Planning, by its nature, is a broad-brush discipline. To create headroom in the numbers, far more of Auckland has been proposed for rezoning than will ever be redeveloped. Only a small fraction of the theoretical capacity will be built, raising the risk of a scattergun result.
PC120 aims to boost density citywide while improving neighbourhood quality. Photo / Getty Images
Surely, we can be more strategic, with refinement we can determine whether growth leads to coherent, attractive neighbourhoods or a random lottery of generic towers.
There are many areas of the plan where density inspired by Auckland’s infrastructure and varied topography makes perfect sense, elsewhere opportunities to create nourishing lives in larger buildings without affecting others are overlooked. In other places, it’s likely that only the front row of zones will ever be built, as they compromise the saleability of sites behind. Auckland is a water city and it should be possible for nearly everybody at height to enjoy private sanctuaries, with framed sea views and sunlight.
Auckland’s character suburbs are no accident. Our city’s forebears laid out streets with careful regard for outlook, views and sunshine, and then populated them with quality, well-scaled buildings within easy walking distance of community, shops and services. These are core drivers that make older parts of Auckland so liveable.

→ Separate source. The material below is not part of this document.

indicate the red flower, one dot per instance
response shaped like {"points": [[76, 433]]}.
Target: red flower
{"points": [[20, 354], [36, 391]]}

The minister has emphasised that it’s crucial that Auckland has robust opportunities to participate in this critical change, and PC120 is now out for public consultation. But this may leave questions: how do we leverage local knowledge to refine the overall three-dimensional shape and buildability of PC120? How do we test standardised building shapes for people in real terrain to assess buildability, views, sunshine, walkability, character and cultural context?
The challenge with PC120 will be to progress from how housing capacity can be unlocked, to how we want to live – the relationship between buildings, their quality and value. How places will look and feel sit beyond what zoning rules can capture; these finer-scale considerations are part of everyday architectural and urban design practice.
An answer is to collaborate. Fine-grained and realistic design scenarios for how PC120 might be refined ward by ward, by the design professionals who will be putting the changes into practice, incorporated into the council’s own submissions, can minimise further planning cycles, protracted consenting processes and costly mistakes.
With collaboration, the city can be visionary as well as bold; there is an opportunity to build a more vibrant, more beautiful, prosperous, easy, and livable Tāmaki Makaurau, that we can all take pride in.